Rifiuti a Castellammare: l’amministrazione sotto accusa mentre si prepara un maxi-appalto da 131 milioni con penali e silenzi spaventosi

Castellammare di Stabia: Futuro incerto per la gestione dei rifiuti

La città di Castellammare di Stabia si trova di fronte a un futuro incerto nella gestione dei rifiuti, con un maxi-appalto da 131 milioni di euro all’orizzonte che solleva interrogativi sulla trasparenza e sull’efficacia delle politiche attuali. La gestione è attualmente affidata alla Velia Ambiente s.r.l., ma le numerose sanzioni e i contenziosi legali mettono in luce gravi lacune nel servizio, configurando una situazione di emergenza non solo ambientale, ma anche gestionale.

Secondo una nota del Settore Ambiente del Comune, le sanzioni già irrogate alla Velia Ambiente sono pesanti e hanno evidenziato inadempienze significative, tra cui una raccolta differenziata sotto la soglia concordata del 56%, che ha comportato una penalità di oltre 350.000 euro. Le ripercussioni economiche si aggiungono a un contesto di scarsa trasparenza: la società ha fatto ricorso contro quasi tutte le penali disposte, portando la vicenda nei tribunali, creando così un clima di incertezza per i cittadini.

Il quadro si complica ulteriormente con le ritorsioni politiche e le scelte programmatiche mancate da parte dell’amministrazione commissariale, insediata dopo lo scioglimento del Consiglio Comunale per infiltrazioni mafiose. Le denunce dei “Democratici e Progressisti” sottolineano gravi omissioni riguardo al futuro della gestione rifiuti. Malgrado la legge regionale che permetterebbe ai Comuni l’autorganizzazione del servizio, l’amministrazione ha mostrato un’incredibile inerzia nelle scelte strategiche, lasciando la città in balia di decisioni che interessano direttamente la salute e il benessere dei cittadini.

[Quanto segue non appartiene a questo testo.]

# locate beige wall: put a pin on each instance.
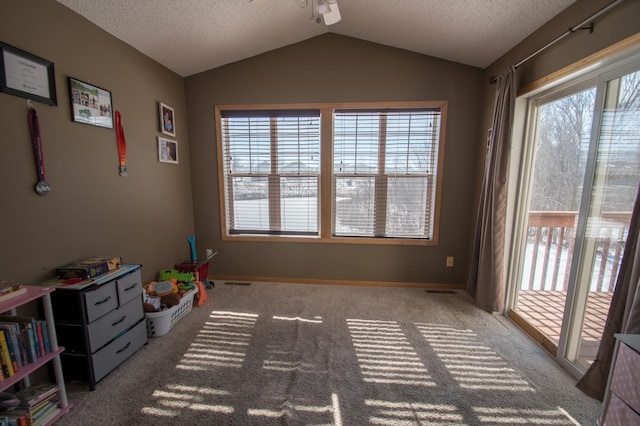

Il passaggio a un modello privato di gestione, imposto dall’Ente d’Ambito, ha scatenato diverse reazioni tra i comuni limitrofi, sollevando azioni legali per presunta disomogeneità del distretto. Le conseguenze di un’adesione tacita al modello imposto sono pesanti: la gara d’appalto prevista per il servizio di raccolta e smaltimento dei rifiuti avverrà senza un reale dibattito pubblico, e con la concretezza di un valore stimato di ben 131 milioni di euro, per una durata di otto anni.

I Democratici e Progressisti non hanno tardato a richiamare l’attenzione sulla problematicità della scelta. “È inaccettabile che una decisione così rilevante venga imposta senza un confronto democratico,” affermano, richiedendo la riapertura di un dibattito pubblico e una verifica seri delle fasi di progettazione. Il richiamo alla trasparenza è forte, specie in un contesto in cui la criminalità organizzata ha storicamente influenzato il settore dei rifiuti.

Il tempo per agire non è scaduto: il contratto attuale con Velia Ambiente è in scadenza nel 2028. La città ha quindi l’opportunità di ritrovare il controllo democratico su un servizio cruciale per la vita quotidiana dei cittadini. La decisione su come procedere resta nelle mani delle istituzioni locali, in un momento in cui le azioni intraprese potrebbero determinare una svolta decisiva nella lotta contro l’emergenza rifiuti.